There is also the income from lettings and, if it is the preferred option, we also have the ability to acquire mortgage debt. Remember that, even considering all this, each investor has an asset backed guarantee covering the entire capital advance.
Q: What does the ownership aspect mean?
A big part of the design has been to take a considered look at the recourse available to each partner should the deal not go according to plan. We have engaged with investors and industry professionals alike to listen to their experiences and incorporate the solutions into this product.
One of the most common reason property companies fail is to do with the guarantees they offer. Guarantees are made which only fit a certain point in the cycle, and when the market naturally moves on the company folds because the guarantees no longer fit the market. Guaranteed rent is the most common example of this.

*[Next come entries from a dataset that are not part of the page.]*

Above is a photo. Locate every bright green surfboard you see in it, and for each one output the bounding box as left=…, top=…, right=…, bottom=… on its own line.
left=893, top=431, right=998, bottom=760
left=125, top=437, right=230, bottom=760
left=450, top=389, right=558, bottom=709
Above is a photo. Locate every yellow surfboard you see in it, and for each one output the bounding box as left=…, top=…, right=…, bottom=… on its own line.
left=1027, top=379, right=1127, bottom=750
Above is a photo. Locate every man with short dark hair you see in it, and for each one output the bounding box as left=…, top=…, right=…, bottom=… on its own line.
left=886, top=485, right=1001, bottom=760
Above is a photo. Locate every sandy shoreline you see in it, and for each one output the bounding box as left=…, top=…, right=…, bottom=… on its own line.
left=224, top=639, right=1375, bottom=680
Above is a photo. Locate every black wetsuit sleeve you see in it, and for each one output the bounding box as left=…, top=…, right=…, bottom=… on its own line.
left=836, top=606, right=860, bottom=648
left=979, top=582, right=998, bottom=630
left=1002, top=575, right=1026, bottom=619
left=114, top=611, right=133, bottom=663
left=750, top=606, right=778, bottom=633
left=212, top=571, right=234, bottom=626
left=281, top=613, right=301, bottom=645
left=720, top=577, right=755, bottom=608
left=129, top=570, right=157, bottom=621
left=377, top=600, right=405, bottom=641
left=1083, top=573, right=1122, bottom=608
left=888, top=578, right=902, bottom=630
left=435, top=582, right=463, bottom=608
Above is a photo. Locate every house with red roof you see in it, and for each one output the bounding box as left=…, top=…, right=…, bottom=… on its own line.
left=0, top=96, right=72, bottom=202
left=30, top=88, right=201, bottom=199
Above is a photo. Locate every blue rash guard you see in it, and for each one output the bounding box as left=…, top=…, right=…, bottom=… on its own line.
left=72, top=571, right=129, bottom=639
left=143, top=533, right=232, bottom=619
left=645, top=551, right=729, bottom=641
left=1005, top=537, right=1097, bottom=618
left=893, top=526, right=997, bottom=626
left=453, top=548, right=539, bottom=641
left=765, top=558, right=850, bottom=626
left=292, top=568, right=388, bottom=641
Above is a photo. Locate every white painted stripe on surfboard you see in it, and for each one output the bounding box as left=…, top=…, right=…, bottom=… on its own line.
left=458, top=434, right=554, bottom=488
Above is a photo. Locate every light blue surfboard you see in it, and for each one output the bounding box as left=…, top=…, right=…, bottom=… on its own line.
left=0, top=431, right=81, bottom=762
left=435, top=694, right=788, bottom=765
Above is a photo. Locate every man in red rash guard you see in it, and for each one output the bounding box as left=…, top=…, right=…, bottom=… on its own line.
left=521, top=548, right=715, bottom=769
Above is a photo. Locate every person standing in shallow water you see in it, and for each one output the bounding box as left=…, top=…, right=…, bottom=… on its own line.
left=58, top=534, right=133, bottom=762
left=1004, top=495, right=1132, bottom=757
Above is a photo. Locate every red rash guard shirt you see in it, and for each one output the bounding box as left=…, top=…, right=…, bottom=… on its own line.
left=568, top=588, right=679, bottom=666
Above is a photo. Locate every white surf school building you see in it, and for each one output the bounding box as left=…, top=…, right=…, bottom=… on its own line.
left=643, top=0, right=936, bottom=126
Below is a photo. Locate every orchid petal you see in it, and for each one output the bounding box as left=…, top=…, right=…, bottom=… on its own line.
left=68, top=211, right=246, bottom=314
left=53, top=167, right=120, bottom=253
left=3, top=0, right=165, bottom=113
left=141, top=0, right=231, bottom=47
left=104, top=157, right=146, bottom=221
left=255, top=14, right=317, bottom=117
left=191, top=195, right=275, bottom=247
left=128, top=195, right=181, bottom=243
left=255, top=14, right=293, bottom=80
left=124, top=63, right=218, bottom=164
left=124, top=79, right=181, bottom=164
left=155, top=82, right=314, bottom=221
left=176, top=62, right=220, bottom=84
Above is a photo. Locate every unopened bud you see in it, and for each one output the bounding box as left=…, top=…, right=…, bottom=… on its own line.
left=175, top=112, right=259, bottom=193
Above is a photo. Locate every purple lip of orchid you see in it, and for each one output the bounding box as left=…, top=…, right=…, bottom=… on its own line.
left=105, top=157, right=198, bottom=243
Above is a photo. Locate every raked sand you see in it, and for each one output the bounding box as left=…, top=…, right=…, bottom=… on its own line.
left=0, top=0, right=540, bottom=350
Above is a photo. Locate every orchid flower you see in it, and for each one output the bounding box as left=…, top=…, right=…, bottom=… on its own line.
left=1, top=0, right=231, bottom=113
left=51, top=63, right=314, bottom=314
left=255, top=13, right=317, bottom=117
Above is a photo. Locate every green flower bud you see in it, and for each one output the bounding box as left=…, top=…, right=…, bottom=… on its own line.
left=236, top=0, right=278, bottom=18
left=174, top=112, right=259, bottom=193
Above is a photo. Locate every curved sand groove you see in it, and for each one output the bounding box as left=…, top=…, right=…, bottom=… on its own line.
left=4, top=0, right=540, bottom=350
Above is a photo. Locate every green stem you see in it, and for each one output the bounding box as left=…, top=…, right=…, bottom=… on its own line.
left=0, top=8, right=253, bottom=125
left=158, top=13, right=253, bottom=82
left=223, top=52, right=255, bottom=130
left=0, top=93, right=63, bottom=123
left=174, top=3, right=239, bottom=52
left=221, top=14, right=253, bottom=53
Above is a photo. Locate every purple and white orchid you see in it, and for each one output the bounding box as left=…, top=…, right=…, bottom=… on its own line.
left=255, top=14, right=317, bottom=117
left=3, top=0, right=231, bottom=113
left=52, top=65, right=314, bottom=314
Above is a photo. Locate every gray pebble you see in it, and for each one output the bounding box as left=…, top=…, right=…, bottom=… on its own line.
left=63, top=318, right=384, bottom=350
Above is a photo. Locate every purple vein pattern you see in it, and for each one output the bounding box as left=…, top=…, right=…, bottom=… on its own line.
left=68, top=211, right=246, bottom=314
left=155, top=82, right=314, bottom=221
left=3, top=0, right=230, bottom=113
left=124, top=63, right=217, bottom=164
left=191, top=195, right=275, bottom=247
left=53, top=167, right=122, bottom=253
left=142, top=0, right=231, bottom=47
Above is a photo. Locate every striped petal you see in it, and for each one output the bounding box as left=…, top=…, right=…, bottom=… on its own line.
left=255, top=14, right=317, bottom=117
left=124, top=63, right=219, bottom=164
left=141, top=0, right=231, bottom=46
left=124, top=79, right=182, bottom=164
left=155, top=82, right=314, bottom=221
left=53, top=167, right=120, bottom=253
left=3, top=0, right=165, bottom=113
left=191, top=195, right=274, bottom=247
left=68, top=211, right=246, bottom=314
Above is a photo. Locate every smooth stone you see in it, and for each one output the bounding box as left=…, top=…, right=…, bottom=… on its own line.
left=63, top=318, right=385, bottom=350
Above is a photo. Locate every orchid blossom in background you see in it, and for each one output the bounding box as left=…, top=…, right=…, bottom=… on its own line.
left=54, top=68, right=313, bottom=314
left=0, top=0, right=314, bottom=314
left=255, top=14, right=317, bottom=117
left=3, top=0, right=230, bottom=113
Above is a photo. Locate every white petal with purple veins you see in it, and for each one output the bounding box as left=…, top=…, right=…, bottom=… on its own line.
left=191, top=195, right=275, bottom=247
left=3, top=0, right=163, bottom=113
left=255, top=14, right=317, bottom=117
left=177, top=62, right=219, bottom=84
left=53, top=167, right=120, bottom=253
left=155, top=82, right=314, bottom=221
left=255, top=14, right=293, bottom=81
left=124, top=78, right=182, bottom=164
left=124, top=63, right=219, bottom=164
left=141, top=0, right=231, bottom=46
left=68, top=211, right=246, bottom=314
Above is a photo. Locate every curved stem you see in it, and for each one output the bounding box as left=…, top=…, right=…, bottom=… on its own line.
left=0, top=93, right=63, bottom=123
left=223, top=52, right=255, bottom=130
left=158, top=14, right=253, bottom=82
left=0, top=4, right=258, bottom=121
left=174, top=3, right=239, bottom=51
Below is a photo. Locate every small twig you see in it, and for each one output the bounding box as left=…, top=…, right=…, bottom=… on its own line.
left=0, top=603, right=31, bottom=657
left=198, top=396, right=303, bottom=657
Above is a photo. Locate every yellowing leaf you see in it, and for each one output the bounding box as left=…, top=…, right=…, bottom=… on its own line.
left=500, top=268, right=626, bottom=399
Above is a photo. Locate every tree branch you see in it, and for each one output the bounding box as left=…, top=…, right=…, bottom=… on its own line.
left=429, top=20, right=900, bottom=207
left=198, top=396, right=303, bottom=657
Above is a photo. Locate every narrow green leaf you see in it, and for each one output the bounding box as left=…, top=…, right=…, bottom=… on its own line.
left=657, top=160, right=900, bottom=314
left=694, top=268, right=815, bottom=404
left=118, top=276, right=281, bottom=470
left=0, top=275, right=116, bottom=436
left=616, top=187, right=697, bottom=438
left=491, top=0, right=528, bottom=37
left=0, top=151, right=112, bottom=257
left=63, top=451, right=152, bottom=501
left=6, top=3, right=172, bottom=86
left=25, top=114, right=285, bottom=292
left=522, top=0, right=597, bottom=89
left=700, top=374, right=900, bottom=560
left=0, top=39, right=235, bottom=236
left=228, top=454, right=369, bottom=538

When such companies collapse, the guarantees prove worthless because they were dependent of the companies being a going concern. This common problem can be designed around by taking the unusual step of securing the advance against an asset. This gives the guarantee substance beyond Castle & Gatehouse.
Each JV partner has the security of a separated, stand alone asset that they are the sole claimant to if the security ever needed to be enforced. As part of the Joint Venture deal we cannot raise mortgage debt ahead of an investor, so the investor is always first in line. You have the confidence that all aspects of the deal have been well-designed, even the parts you should never have to see but can if you so wish to. 100% capital secured means exactly that.
Q: Who does the renovation work?
Through our consistent requirements for renovations at a consistently high standard, we have strong relationships with contractors throughout the North of the country, who are constantly bidding for our business which helps us keeps costs low, along with economies of scale.
A renovations team will be assigned to each property on an individual basis as and when they are required.